Having excluded the hypermutated samples, we next performed dNdScv analysis¹⁸ on each cohort, followed by p value combination using sample size weighted Fisher’s method followed by FDR correction¹⁹ to permit identification of significantly mutated genes (SMGs) across the entire dataset. This combined approach, followed by analysis of individual samples by cluster identified 34 SMGs (Fig. 4, Supplementary Data 9), 21 of which (highlighted by ^†) have not previously been identified as SMGs in cervical cancer^10,11,13. Of the 34 SMGs, 21 listed in blue in Fig. 4 were significantly mutated in C1 tumours, two genes (STK11 and NF2, listed in red) were SMGs only in C2 and a further three genes (FAT1, HLA-A and FRG1) were significantly mutated in the individual analyses for both C1 and C2. Eight genes were significantly mutated only when both C1 and C2 clusters were combined in a single analysis (Fig. 4, Supplementary Data 9), while a further two genes (MAGEB6 and DNAJB1) were categorised as SMGs in the C1 cluster but were no longer significant when C2 tumours were included in the analysis. The frequency of mutations in SMGs that had been previously observed was comparable between our combined cohort and each respective SMG study (Supplementary Data 10). Among the 21 genes that have not previously been identified as significantly mutated in cervical cancer, six are SMGs in other SCCs, including head and neck (NOTCH1, JUB (also known as AJUBA), MLL2 (also known as KMT2D), RB1, PIK3R1)²⁰, oesophageal (MLL2, NOTCH1, RB1)²¹ and lung SCC (NOTCH1, RB1, MLL2, CREBBP (also known as KAT3A))²². Conversely, several genes previously identified as SMGs in cervical cancer but not in our analysis, including TP53, ARID1A and TGFBR2 are significantly mutated in adenocarcinoma but not in CSCC^10,13. Comparing somatic mutation rates in SMGs between clusters using binomial regression identified PIK3CA (FDR = 0.001) and EP300 (FDR = 0.046) mutations as disproportionally more common in C1 tumours and STK11 (FDR = 0.005) and NF2 (FDR = 0.045) as enriched in C2 tumours (Fig. 4). STK11 is also under-expressed in C2 tumours compared with C1 tumours (Supplementary Data 3).

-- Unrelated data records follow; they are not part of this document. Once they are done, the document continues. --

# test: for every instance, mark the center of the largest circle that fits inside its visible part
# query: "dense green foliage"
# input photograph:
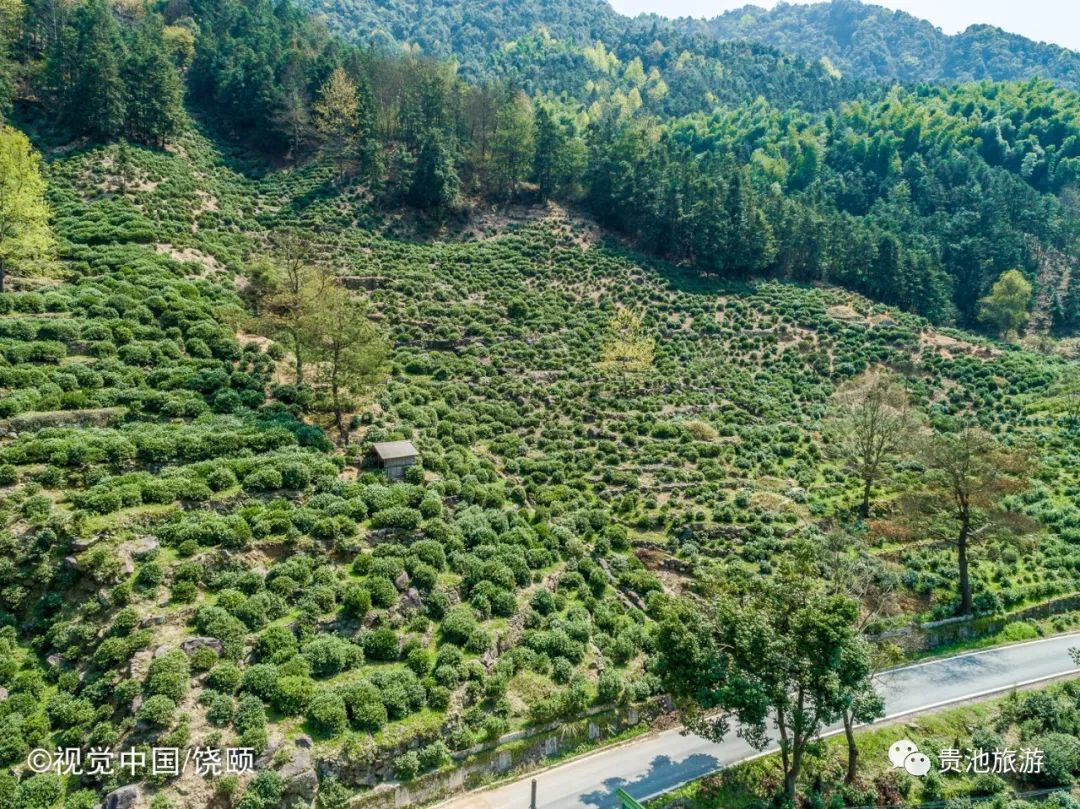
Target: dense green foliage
(862, 40)
(874, 42)
(604, 423)
(917, 197)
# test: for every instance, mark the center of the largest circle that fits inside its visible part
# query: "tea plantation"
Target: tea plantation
(188, 557)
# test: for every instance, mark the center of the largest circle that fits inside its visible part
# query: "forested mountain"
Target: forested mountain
(635, 296)
(861, 40)
(919, 197)
(873, 42)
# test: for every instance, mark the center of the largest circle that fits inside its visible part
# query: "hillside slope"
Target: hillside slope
(163, 484)
(862, 40)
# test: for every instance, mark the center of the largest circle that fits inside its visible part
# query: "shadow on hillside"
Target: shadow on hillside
(663, 774)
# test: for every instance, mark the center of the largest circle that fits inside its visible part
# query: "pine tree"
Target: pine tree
(95, 102)
(435, 183)
(154, 107)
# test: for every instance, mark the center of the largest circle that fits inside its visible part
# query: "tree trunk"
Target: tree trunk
(961, 557)
(849, 732)
(298, 359)
(792, 777)
(864, 509)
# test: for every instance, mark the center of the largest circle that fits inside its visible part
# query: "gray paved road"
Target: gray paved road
(658, 763)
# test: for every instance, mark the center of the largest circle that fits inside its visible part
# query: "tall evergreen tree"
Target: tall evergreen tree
(154, 107)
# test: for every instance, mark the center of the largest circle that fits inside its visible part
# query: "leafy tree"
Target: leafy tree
(872, 423)
(629, 348)
(559, 156)
(784, 649)
(349, 350)
(24, 214)
(968, 474)
(288, 294)
(435, 183)
(1006, 308)
(513, 145)
(153, 94)
(341, 118)
(88, 65)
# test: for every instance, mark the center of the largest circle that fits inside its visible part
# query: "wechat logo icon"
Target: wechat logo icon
(905, 754)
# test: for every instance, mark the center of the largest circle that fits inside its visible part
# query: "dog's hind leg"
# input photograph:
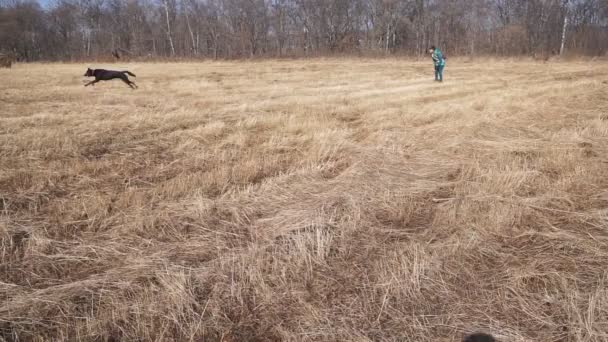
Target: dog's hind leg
(128, 82)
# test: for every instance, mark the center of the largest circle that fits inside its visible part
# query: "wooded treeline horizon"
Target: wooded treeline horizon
(227, 29)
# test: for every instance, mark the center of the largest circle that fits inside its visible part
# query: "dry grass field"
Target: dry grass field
(322, 200)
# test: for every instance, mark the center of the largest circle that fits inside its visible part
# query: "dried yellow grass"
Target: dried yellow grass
(324, 200)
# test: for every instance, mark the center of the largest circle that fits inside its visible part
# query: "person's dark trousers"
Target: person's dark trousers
(439, 73)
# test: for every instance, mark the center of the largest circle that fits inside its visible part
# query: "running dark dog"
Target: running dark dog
(106, 75)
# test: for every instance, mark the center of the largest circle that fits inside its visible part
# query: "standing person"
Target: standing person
(439, 62)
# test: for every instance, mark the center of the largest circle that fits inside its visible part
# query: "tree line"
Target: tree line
(87, 29)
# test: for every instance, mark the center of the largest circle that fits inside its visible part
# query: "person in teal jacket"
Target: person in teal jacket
(439, 62)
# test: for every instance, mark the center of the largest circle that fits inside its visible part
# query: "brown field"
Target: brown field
(322, 200)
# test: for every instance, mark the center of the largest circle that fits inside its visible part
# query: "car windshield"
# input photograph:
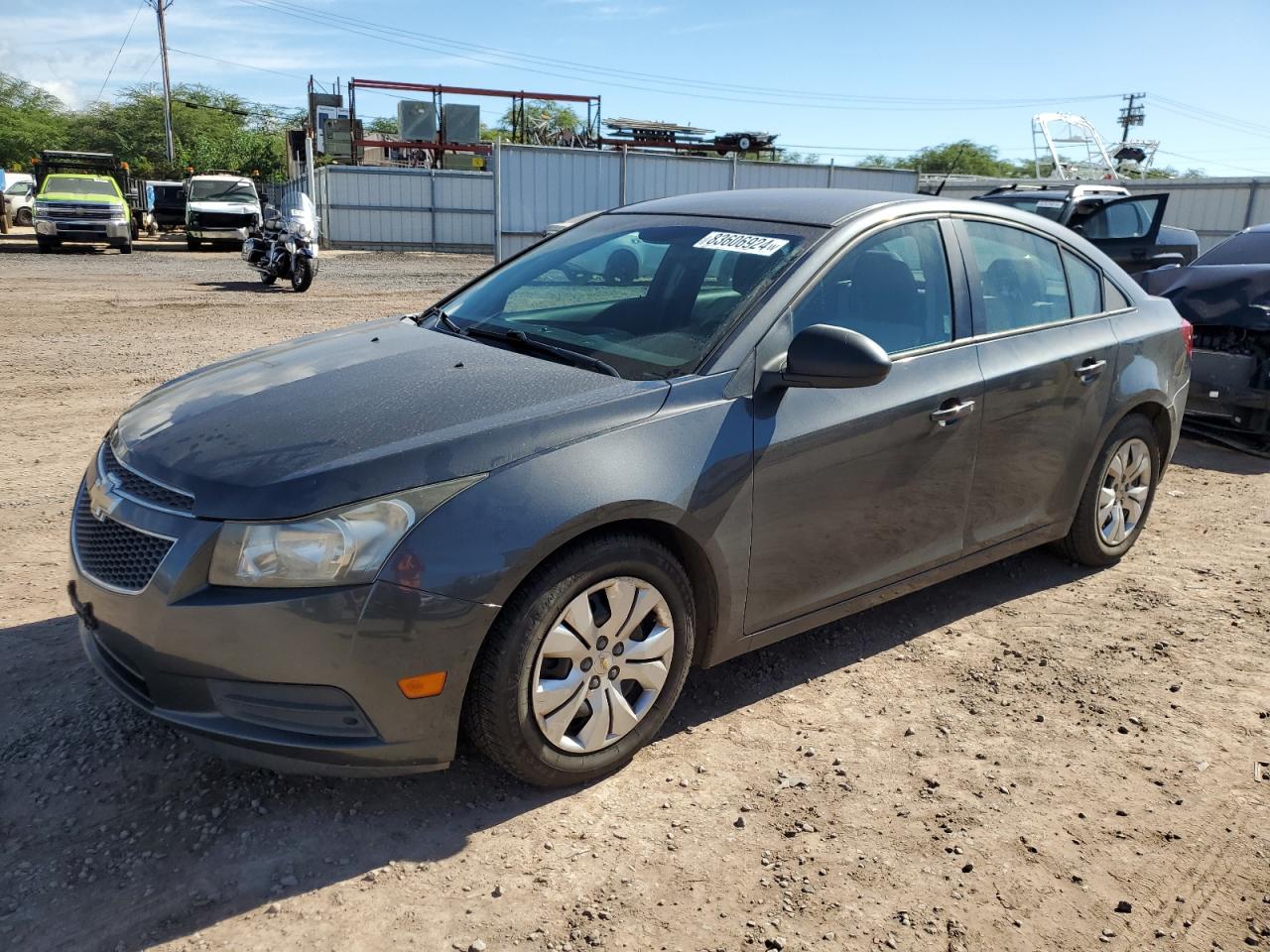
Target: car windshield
(647, 295)
(1245, 248)
(1046, 207)
(58, 184)
(212, 190)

C2 tumours display Hippo pathway alterations and increased YAP1 activity

Two SMGs from our analysis (LATS1 and NF2) are core members of the HIPPO signalling pathway, while SMGs FAT1, JUB and STK11 are known regulators of HIPPO signalling^23–25. Mutations in LATS1, FAT1, JUB, STK11 or NF2 (the latter two of which are significantly mutated specifically in C2 tumours, Fig. 4) result in aberrant activation of the downstream transcription factor, Yes1 associated transcriptional regulator (YAP1)^26–30, the expression of which is also elevated at the mRNA level in C2 tumours (Supplementary Data 3).

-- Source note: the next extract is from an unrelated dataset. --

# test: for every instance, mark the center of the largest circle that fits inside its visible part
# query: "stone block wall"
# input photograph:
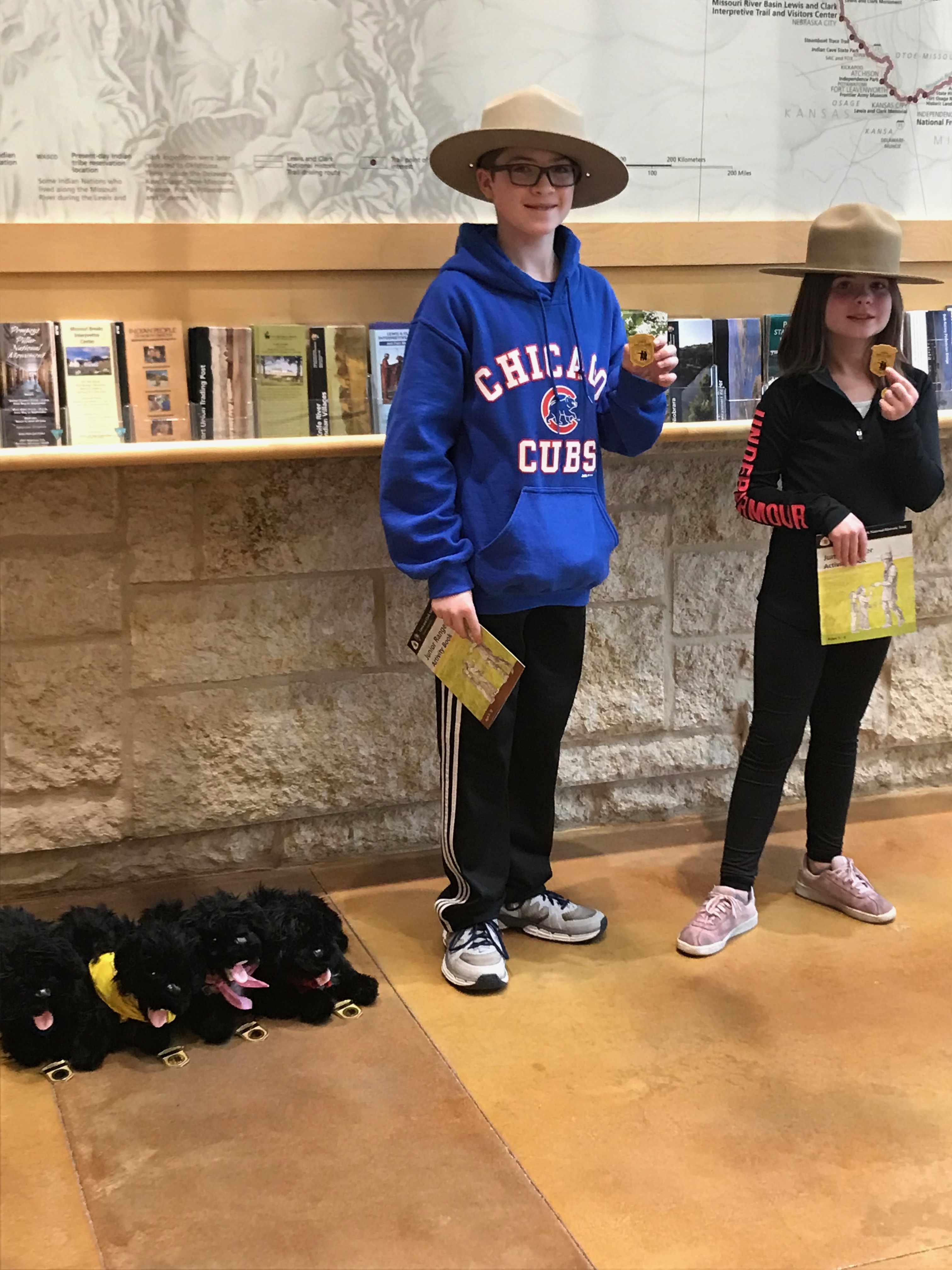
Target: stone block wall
(206, 667)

We generated segmented copy number data for all tumours (combining TCGA and European validation cohort samples for which the necessary data were available for maximum statistical power), which identified 211 focal candidate copy number alterations (CNAs) at FDR < 0.1. Following binomial regression, we identified five discrete CNAs that differed in frequency between C1 and C2 clusters (Fig. 5a; FDR < 0.1, log2 (Odds Ratio) >1). All five were more prevalent in C2 tumours and included 11q11 and 1q21.2 deletions and 6p22.1, 11q22.1 and 11q22.2 gains. 11q22.2 contains matrix metalloproteinase genes (MMPs) which are well known to be involved in metastasis³¹, but notably 11q22.1 contains the YAP1 gene. Furthermore, analysis of Reverse Phase Protein Assay (RPPA) data from TCGA revealed significantly higher YAP1 protein expression in C2 tumours (Fig. 5b). We confirmed that of the 137 TCGA cases for which RPPA data were available, cases with YAP1 amplification (8/37 C2 tumours and 6/100 C1 tumours) also showed increased YAP1 mRNA and protein expression (Supplementary Fig. 8). In total 10 genes from a 22 gene signature that predicts HIPPO pathway activity in cancer³² are differentially expressed between C1 and C2 tumours (Supplementary Data 3).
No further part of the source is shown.